What's in the database?
|
Full Heusler | Half Heusler | Inverse Heusler |
---|---|---|---|
A | Cr, Mn, Fe, and Co | Cr, Mn, Fe, Ru, Co, Rh, and Ni | Cu, Ni, Co, Fe, Mn, Cr, V, Ti, and Sc |
B | Ti, V, Cr, Mn, and Fe | Ti, V, Cr, Mn, Fe, and Ni | Zn, Cu, Ni, Co, Fe, Mn, Cr, V, and Ti |
C | Al, Ga, In, Si, Ge, Sn, P, As, and Sb | Al, Ga, In, Si, Ge, Sn, P, As, and Sb | Al, Ga, In, Si, Ge, Sn, P, As and Sb |
Details About DFT Calculations
The calculations were performed using the Vienna Ab-Initio Simulation Package (VASP) which uses a plane wave basis set and projector-augmented wave (PAW) based pseudo-potentials. A uniform cut-off energy of 520eV was chosen for all calculations. The Perdew-Burke-Ernzerhof (PBE) version of the generalized gradient approximation (GGA) to the exchange correlation functional of DFT was adopted. The pseudo-potential version for each element is listed below. These pseudo-potentials were chosen to be consistent with those used to construct the OQMD database of calculated energies of alloy phases.
Zn: PAW_PBE Zn 06Sep2000 1 | |
Cu: PAW_PBE Cu 05Jan200 | |
Ni: PAW_PBE Ni 06Sep2000 | Al: PAW_PBE Al 04Jan2001 |
Co: PAW_PBE Co 06Sep2000 | Ga: PAW_PBE Ga_d 06Sep2000 |
Fe: PAW_PBE Fe 06Sep2000 | In: PAW_PBE In_d 06Sep2000 |
Mn: PAW_PBE Mn 06Sep2000 | Si: PAW_PBE Si 05Jan2001 |
Cr: PAW_PBE Cr 06Sep2000 | Ge: PAW_PBE Ge_d 06Sep2000 |
V: PAW_PBE V 08Apr2002 | Sn: PAW_PBE Sn_d 06Sep2000 |
Ti: PAW_PBE Ti 08Apr2002 | P: PAW_PBE P 17Jan2003 |
Sc: PAW_PBE Sc_sv 07Sep2000 | As: PAW_PBE As 06Sep2000 |
Ru: PAW_PBE Ru 06Sep2000 | Sb: PAW_PBE Sb 06Sep2000 |
Rh: PAW_PBE Rh 06Sep2000 |
The integration over the irreducible part of the Brillouin zone was done using the “automatic” 50 Monkhorst-Pack k-point grid and linear tetrahedron method with Blöchl corrections . The superlattices were relaxed without any constraint on shape or volume, using the conjugate-gradient algorithm. When ionic relaxations were performed, the stopping-criterion for structural optimization was an energy change less than 10-5 eV.
Determination of Lattice Constants
For a given A, B and C combination, we performed full ionic relaxations within a tetragonal cell for all of the Heusler alloys. Some of these alloys were found to remain in the cubic L21, C1b and XA structures, while some relaxed to a tetragonal structure; i.e. c/a is not equal to 1. Some of the half Heusler alloys were neither cubic nor tetragonal. All relaxations started from the cubic structure with small displacements to avoid vanishing of the net force on each atom due to symmetry.

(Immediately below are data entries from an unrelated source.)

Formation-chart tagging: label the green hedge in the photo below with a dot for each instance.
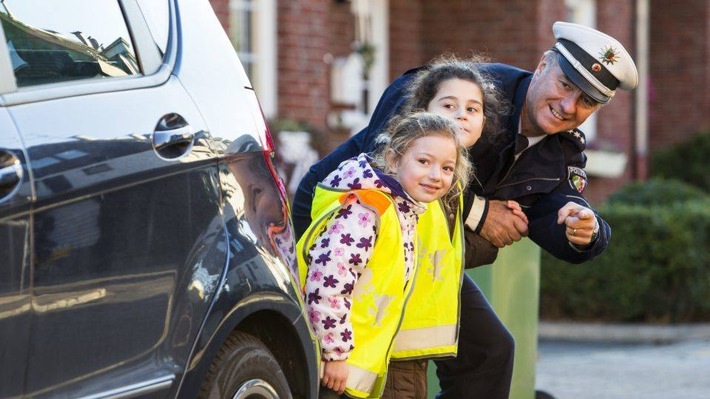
(655, 269)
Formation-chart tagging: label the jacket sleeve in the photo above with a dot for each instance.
(364, 141)
(337, 259)
(479, 251)
(550, 236)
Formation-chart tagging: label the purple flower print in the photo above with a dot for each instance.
(314, 297)
(316, 275)
(330, 281)
(363, 219)
(346, 239)
(347, 335)
(355, 185)
(328, 323)
(349, 173)
(347, 289)
(323, 258)
(355, 259)
(336, 181)
(365, 243)
(344, 212)
(336, 228)
(313, 315)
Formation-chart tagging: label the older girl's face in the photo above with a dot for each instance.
(461, 101)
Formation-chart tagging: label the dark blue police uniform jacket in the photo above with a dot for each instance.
(541, 179)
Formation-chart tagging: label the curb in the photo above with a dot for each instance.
(626, 333)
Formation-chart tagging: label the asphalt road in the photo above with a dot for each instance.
(579, 370)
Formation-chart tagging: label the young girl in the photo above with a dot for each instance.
(455, 89)
(358, 257)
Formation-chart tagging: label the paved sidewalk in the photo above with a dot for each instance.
(615, 361)
(628, 333)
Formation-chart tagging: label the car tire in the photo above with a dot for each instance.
(245, 368)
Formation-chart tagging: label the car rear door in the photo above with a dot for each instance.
(15, 198)
(126, 217)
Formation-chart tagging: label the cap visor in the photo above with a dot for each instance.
(579, 80)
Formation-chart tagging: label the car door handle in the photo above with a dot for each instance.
(173, 136)
(10, 173)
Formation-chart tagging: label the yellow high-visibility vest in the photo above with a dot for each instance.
(380, 293)
(431, 320)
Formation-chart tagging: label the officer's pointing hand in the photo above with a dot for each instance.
(580, 223)
(505, 223)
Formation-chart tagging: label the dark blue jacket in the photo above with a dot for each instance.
(541, 178)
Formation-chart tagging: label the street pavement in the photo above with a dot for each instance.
(578, 361)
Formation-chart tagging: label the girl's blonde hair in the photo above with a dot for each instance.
(403, 130)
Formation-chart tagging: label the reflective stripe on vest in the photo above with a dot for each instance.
(431, 319)
(379, 294)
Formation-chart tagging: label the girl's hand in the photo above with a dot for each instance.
(335, 375)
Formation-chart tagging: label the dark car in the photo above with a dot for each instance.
(146, 248)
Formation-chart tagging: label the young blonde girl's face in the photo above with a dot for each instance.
(461, 101)
(426, 169)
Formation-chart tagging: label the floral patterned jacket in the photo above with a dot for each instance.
(343, 249)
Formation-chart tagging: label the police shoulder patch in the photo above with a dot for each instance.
(577, 178)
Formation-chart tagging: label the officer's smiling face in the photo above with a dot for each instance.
(553, 103)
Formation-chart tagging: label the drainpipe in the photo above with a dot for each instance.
(641, 114)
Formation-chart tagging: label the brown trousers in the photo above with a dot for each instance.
(406, 379)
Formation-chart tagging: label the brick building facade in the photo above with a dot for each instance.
(311, 33)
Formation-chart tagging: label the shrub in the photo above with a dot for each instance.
(656, 192)
(684, 161)
(655, 269)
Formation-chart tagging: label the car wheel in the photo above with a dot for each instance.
(245, 368)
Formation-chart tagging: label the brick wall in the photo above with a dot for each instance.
(615, 121)
(679, 99)
(516, 33)
(303, 41)
(406, 39)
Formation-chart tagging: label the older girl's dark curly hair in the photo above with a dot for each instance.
(423, 88)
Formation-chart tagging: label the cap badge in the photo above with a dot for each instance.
(609, 55)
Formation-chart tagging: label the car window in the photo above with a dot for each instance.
(157, 14)
(55, 41)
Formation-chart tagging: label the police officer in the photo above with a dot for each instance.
(540, 164)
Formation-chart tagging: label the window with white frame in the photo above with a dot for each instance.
(252, 29)
(584, 12)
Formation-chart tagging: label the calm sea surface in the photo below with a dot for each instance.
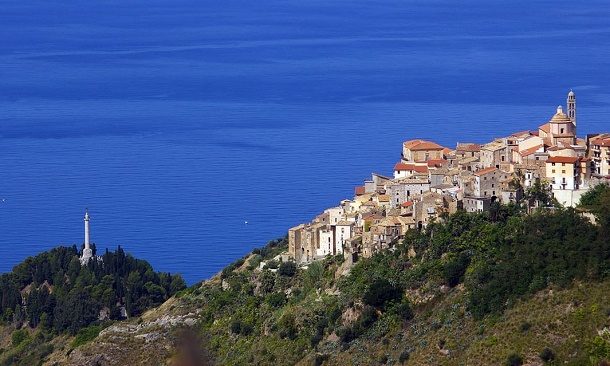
(177, 122)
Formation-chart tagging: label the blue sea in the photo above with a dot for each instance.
(195, 131)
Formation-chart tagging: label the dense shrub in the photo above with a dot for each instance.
(276, 299)
(18, 337)
(514, 359)
(381, 291)
(86, 335)
(80, 292)
(455, 268)
(547, 355)
(404, 356)
(287, 269)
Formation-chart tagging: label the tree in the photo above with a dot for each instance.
(381, 291)
(287, 269)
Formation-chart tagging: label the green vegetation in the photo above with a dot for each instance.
(503, 287)
(85, 335)
(457, 294)
(63, 296)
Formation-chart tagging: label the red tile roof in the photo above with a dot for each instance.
(530, 151)
(436, 162)
(469, 147)
(359, 190)
(418, 145)
(601, 141)
(485, 171)
(521, 133)
(412, 167)
(562, 159)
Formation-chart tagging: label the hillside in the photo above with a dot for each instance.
(500, 288)
(51, 301)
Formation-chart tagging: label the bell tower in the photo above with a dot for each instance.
(87, 252)
(571, 105)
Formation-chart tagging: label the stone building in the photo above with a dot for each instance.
(599, 153)
(421, 151)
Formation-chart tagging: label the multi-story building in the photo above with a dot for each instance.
(599, 153)
(421, 151)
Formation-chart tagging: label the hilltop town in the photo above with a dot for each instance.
(431, 180)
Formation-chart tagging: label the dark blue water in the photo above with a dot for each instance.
(176, 122)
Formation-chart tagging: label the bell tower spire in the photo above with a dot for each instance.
(87, 252)
(571, 106)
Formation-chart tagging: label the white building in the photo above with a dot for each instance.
(87, 252)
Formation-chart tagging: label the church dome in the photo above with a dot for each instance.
(560, 117)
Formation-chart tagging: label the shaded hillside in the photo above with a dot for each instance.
(51, 294)
(498, 288)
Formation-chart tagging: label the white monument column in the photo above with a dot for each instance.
(87, 252)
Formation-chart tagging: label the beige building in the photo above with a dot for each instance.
(560, 130)
(493, 154)
(599, 153)
(567, 172)
(421, 151)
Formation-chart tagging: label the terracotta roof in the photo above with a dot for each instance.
(521, 133)
(530, 151)
(468, 147)
(373, 216)
(383, 198)
(562, 159)
(601, 141)
(417, 145)
(359, 190)
(485, 171)
(436, 162)
(560, 117)
(413, 167)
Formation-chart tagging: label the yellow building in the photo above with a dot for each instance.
(420, 151)
(599, 153)
(567, 172)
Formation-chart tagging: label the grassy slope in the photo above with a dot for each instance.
(565, 321)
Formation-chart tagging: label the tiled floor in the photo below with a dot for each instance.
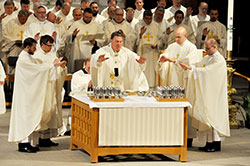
(235, 152)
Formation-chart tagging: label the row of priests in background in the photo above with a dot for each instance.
(146, 32)
(180, 64)
(99, 61)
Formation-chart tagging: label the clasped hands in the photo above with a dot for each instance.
(58, 62)
(102, 58)
(183, 65)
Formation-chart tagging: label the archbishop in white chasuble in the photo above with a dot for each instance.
(2, 96)
(147, 46)
(182, 50)
(114, 65)
(78, 48)
(27, 111)
(207, 89)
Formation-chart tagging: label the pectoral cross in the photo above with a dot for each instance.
(177, 57)
(211, 35)
(148, 37)
(20, 35)
(86, 33)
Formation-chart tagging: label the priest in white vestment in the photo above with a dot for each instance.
(64, 14)
(200, 18)
(94, 6)
(213, 29)
(13, 35)
(162, 3)
(208, 86)
(77, 15)
(182, 50)
(114, 65)
(177, 5)
(163, 25)
(2, 95)
(119, 23)
(79, 48)
(52, 125)
(104, 12)
(16, 5)
(130, 17)
(81, 79)
(171, 72)
(139, 9)
(28, 117)
(42, 27)
(9, 10)
(147, 45)
(179, 17)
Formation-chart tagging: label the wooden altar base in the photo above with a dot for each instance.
(85, 132)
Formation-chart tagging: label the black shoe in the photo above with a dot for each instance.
(67, 133)
(189, 142)
(46, 143)
(208, 148)
(26, 147)
(217, 146)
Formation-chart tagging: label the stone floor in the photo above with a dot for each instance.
(235, 151)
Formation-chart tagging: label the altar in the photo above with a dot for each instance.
(139, 125)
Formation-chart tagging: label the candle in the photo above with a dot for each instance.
(230, 25)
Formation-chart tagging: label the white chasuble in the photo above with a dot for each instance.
(2, 96)
(81, 49)
(172, 73)
(217, 31)
(127, 29)
(79, 82)
(208, 83)
(12, 32)
(148, 40)
(130, 73)
(52, 112)
(31, 79)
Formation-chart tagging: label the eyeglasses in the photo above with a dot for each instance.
(208, 48)
(41, 12)
(49, 45)
(121, 15)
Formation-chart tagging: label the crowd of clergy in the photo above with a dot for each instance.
(142, 48)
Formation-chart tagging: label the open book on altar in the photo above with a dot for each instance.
(201, 22)
(92, 37)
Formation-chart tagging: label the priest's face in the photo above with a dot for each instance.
(95, 8)
(77, 14)
(41, 14)
(25, 7)
(22, 19)
(87, 17)
(47, 47)
(32, 49)
(179, 18)
(147, 19)
(116, 43)
(180, 36)
(162, 3)
(118, 15)
(9, 9)
(158, 16)
(214, 15)
(139, 4)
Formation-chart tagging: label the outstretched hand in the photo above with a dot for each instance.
(102, 58)
(184, 66)
(165, 59)
(142, 60)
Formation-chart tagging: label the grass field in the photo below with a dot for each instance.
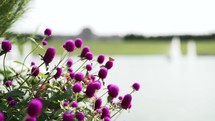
(136, 47)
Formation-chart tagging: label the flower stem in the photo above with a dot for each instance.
(116, 113)
(81, 65)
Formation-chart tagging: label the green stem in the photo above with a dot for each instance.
(5, 75)
(116, 113)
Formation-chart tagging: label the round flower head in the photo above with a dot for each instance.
(78, 42)
(12, 103)
(30, 118)
(97, 85)
(68, 117)
(101, 58)
(80, 116)
(79, 76)
(33, 63)
(8, 83)
(69, 63)
(58, 73)
(70, 70)
(136, 86)
(77, 87)
(1, 116)
(84, 51)
(6, 45)
(120, 97)
(34, 108)
(65, 103)
(69, 45)
(89, 56)
(107, 118)
(74, 104)
(109, 64)
(126, 101)
(105, 112)
(49, 55)
(44, 42)
(113, 91)
(90, 91)
(103, 73)
(98, 103)
(89, 67)
(35, 71)
(48, 32)
(9, 99)
(72, 75)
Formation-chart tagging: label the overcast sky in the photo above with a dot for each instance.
(120, 17)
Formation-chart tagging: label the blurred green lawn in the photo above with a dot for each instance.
(118, 47)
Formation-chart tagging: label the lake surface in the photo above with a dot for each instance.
(180, 89)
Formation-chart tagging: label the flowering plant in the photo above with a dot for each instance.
(61, 92)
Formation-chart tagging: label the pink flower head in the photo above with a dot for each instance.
(68, 116)
(49, 55)
(6, 45)
(48, 32)
(78, 42)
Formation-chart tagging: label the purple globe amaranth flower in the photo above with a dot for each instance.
(35, 71)
(126, 101)
(8, 83)
(69, 63)
(70, 69)
(77, 87)
(136, 86)
(74, 104)
(6, 45)
(48, 32)
(79, 76)
(101, 58)
(113, 91)
(84, 51)
(89, 56)
(109, 64)
(12, 103)
(105, 112)
(103, 73)
(97, 85)
(98, 103)
(58, 73)
(120, 97)
(80, 116)
(69, 45)
(34, 108)
(68, 116)
(90, 91)
(107, 118)
(78, 42)
(49, 55)
(66, 103)
(1, 116)
(9, 99)
(33, 63)
(44, 42)
(89, 67)
(72, 75)
(30, 118)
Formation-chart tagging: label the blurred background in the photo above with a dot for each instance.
(168, 46)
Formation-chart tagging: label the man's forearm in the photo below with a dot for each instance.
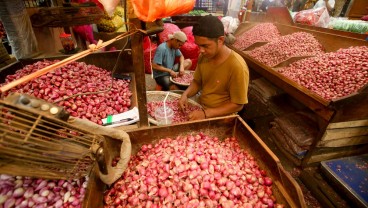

Heusler alloys are prone to having multiple DFT solutions with different magnetic configurations. Therefore all energy versus lattice constant calculations were performed using multiple initial magnetic moment configurations, no moment, parallel moments and anti-parallel moments of the transition metal atoms.
The ground state of the Heusler alloy was determined by analyzing the results of the relaxation and cubic studies. For CoMnAl (Fig. 1), the Heusler alloy is stable when its lattice constants is 5.46 Å and the magnetic configuration of the A and B atoms is ferrimagnetic.
Formation Energy Per Atom
The formation energy per atom for each of the Heusler alloys was calculated by subtracting the energies of the individual elements in pure form from the alloy's total energy. For full Heusler A2BC, the formation energy per atoms is:
Eform = (EA2BC - 2EA - EB - EC)/4
where EA2BC is the total energy of the full Heusler unit cell containing 4 atoms (two A, one B, one C), EA, EB and EC stand for the energies when A, B, C, X, Y and Z elements crystallize in pure metals, respectively. If the formation energy per atoms is positive, the alloy is unstable and cannot be formed in equilibrium conditions. Negative formation energy per atom suggests that such an alloy may be grown. However, negative formation energy does not, for example, guarantee against formation of binary or ternary phases comprising any two or three of the available three elements. The reference states for the elements were chosen to be consistent with the OQMD database so that formation energies in this database can be compared to those of competing phases in the OQMD database.